In this Blog we will talk about a fascinating geometry lemma which can help you to solve some of the hardest and finest geometry problems around the globe, so without any delay let's look up to the lemma.

$\textbf{Lemma}$ : In a $\triangle{ABC}$ , a line from $C$ intersects $AB$ at $F$ and a line from $B$ intersects $AC$ at $E$ and $P$ be the intersection point of $BE$ and $CF$ , then $\frac{CP}{CF}=\frac{CE}{AE}\left(1+\frac{AF}{FB}\right)$ and $\frac{BP}{PE}=\frac{BF}{AF}\left(1+\frac{AE}{EC}\right)$

(SEE THE FIGURE FOR REFERENCES)

Let's work through the proof:

$\textbf{Proof:}$

construction! , yes , so we construct $EX \parallel FC$ . Then we observe $\triangle {BPF}\sim \triangle {BEX}$ and $\triangle{AXE} \sim \triangle {AFC}$ .
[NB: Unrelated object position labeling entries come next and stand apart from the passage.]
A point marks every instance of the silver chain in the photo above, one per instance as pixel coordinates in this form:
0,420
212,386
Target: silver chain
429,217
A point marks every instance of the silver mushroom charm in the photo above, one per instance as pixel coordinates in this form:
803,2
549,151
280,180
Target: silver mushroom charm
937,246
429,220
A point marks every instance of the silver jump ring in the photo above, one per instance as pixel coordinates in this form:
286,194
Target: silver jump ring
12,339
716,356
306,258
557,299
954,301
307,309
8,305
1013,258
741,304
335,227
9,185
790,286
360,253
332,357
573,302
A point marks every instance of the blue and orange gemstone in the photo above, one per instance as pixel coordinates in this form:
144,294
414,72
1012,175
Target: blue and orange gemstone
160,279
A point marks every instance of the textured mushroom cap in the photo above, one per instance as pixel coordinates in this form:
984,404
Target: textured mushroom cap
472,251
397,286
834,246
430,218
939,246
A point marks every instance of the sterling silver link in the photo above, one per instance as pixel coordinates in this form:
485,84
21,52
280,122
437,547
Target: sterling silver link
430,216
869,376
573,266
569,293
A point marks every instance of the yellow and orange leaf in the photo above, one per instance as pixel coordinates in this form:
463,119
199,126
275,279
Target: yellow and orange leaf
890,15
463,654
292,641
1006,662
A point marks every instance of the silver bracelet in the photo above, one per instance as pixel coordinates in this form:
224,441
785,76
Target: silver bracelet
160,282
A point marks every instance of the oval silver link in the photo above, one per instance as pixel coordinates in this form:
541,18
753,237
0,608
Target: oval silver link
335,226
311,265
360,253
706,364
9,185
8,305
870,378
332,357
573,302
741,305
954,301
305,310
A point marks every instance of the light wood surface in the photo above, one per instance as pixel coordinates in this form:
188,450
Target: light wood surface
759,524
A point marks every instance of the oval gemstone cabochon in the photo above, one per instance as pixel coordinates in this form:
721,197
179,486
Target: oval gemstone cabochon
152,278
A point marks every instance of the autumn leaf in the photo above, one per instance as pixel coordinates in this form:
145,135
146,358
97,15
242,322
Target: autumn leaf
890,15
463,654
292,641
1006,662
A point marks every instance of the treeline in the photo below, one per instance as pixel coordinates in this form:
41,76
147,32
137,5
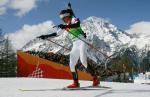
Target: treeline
8,60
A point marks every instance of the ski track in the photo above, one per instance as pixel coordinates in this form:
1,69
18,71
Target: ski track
10,88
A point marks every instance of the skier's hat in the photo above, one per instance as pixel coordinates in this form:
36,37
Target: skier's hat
65,13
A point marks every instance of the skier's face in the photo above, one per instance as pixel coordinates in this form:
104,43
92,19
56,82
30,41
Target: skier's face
67,20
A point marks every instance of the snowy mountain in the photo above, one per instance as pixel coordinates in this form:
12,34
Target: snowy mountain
102,34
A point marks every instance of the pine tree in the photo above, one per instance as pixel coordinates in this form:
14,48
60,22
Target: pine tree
7,58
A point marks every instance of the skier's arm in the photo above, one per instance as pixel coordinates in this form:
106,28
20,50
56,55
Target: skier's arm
75,25
47,36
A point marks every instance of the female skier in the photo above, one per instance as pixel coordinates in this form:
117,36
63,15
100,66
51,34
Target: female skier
79,49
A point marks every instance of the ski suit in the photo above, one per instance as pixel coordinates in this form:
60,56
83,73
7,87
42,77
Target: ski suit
79,49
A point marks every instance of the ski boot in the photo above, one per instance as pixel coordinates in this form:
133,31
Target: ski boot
75,84
96,81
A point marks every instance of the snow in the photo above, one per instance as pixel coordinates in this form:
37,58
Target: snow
10,88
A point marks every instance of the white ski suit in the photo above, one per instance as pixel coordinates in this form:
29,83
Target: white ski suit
79,49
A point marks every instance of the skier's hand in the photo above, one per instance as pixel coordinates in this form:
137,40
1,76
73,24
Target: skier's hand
62,26
42,37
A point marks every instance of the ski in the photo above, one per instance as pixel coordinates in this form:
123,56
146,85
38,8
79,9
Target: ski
88,88
65,88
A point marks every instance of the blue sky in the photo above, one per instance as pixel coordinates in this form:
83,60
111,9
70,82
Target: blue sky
121,13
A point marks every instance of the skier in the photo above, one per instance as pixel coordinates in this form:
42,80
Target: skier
79,49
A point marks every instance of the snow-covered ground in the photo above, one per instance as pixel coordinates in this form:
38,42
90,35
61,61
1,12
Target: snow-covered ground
9,87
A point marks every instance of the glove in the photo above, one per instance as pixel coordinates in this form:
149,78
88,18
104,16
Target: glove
62,26
43,37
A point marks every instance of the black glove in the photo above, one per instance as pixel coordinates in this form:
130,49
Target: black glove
62,26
Then we have $\frac{BP}{BE}=\frac{BF}{BX}$ and $\frac{AX}{AF}=\frac{AE}{AC}$ .

Then also we have $\frac{BP}{BE}=\frac{BF}{FX}$ . So we have $FX=\frac{BE\cdot BF}{BP}$ . Also, $\frac{AX}{AF}=\frac{AE}{AC}$ .
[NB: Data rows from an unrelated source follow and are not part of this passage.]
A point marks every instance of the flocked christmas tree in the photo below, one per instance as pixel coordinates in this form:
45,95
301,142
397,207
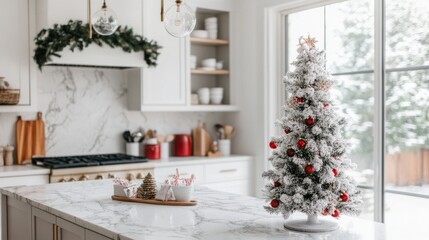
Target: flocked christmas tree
310,160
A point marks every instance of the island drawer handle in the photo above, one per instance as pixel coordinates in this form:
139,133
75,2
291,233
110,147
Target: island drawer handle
228,170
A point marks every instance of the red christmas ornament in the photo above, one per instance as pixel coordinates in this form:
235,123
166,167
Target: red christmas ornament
273,145
290,152
335,171
336,213
344,197
309,169
300,99
301,143
325,212
309,121
274,203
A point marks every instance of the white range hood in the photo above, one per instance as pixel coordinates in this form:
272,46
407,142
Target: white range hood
50,12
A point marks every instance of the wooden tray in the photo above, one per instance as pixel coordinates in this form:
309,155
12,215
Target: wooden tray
153,201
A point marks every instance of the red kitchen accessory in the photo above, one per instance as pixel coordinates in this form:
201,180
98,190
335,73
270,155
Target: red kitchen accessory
152,151
183,145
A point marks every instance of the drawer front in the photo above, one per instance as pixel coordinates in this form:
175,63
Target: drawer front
162,173
241,187
221,172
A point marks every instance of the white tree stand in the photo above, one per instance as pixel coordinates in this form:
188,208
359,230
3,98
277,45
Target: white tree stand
312,224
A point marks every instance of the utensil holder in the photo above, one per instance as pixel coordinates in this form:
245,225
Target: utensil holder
225,146
133,149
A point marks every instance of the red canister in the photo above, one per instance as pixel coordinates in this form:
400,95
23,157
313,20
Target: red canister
183,145
152,151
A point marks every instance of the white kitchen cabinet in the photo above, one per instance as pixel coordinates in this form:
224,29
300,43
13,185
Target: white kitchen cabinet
16,48
50,12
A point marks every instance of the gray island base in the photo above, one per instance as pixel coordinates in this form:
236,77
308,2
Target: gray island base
85,211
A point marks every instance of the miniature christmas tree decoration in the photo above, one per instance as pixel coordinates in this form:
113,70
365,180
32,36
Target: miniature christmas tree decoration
307,159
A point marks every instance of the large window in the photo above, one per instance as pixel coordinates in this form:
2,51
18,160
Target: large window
346,31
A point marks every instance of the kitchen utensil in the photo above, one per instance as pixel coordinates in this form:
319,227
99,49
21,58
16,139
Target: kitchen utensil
152,151
30,138
169,138
160,138
183,145
127,136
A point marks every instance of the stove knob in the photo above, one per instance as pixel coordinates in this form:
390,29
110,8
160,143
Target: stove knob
130,177
84,178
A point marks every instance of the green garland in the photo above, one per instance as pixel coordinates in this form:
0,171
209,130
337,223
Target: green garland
49,42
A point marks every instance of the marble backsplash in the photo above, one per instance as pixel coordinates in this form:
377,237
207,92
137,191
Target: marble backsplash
85,112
So simplifying we get $\frac{BF}{AF}\cdot \frac{AC}{EC}=\frac{BP}{BE}$ so we get $\frac{BF}{AF}\cdot \left(1+\frac{AE}{EC}\right)=\frac{BP}{PE}$ . Similarly, we can get the other ratio. $\blacksquare$

Now Let's Look up to some applications of this Lemma.

$\textbf{Problem 1:}$

If $AD$ is the angle bisector of $\angle{BAC}$ in $\triangle{ABC}$ , s.t. $D \in \overline{BC}$
and $I$ is it's Incenter, show that: $\frac{AI}{ID}=\frac{AC+AB}{BC}$

$\textbf{Proof:}$

so, we do some mark-ups, denote $AC=b$ , $AB=c$ and $BC=a$ , the angle bisector of $\angle{ABC}$ hits , $\overline{AC}$ at $E$ and similarly the angle bisector of $\angle{ACB}$ hits $AB$ at $F$
Now we use the angle bisector theorem to get: $\frac{AE}{EC}=\frac{c}{a}$ , now from the lotus ratio lemma, we get:
$\frac{AI}{ID}=\frac{c}{a}\cdot \left(1+\frac{b}{c}\right)$

$\implies \frac{AI}{ID}=\frac{c}{a}\cdot \frac{b+c}{c}=\boxed{\frac{b+c}{a}}$ . $\blacksquare$
hence our problem is done!

$\textbf{Problem 2:}$ As shown in the figure, triangle is divided into six smaller triangles by lines drawn from the vertices through a common interior point. The areas of four of these triangle are as indicated. Find the area of triangle . (AIME $1985$ )

$\textbf{Solution.}$

Firstly denote point intersection of line from $A$ and $CB$ be $F$ using the lotus ratio lemma we notice: $\frac{AP}{PF}=\frac{AD}{DB}(1+\frac{BF}{BC})$ , from base division theorem , $\frac{AD}{DB}=\frac{4}{3}$ and $\frac{AP}{PF}=\frac{2}{1}$ . So we have $\frac{BF}{BC}=\frac{1}{2}$ , so again from base division theorem $\frac{[ACF]}{[ABF]}=\frac{1}{2}$ , so $[ACF]=210$ hence $[ABC]=210+105=\boxed{315}$ ,
interestingly there was no use of giving area $84$ .(Which actually shows how powerful the lemma is!)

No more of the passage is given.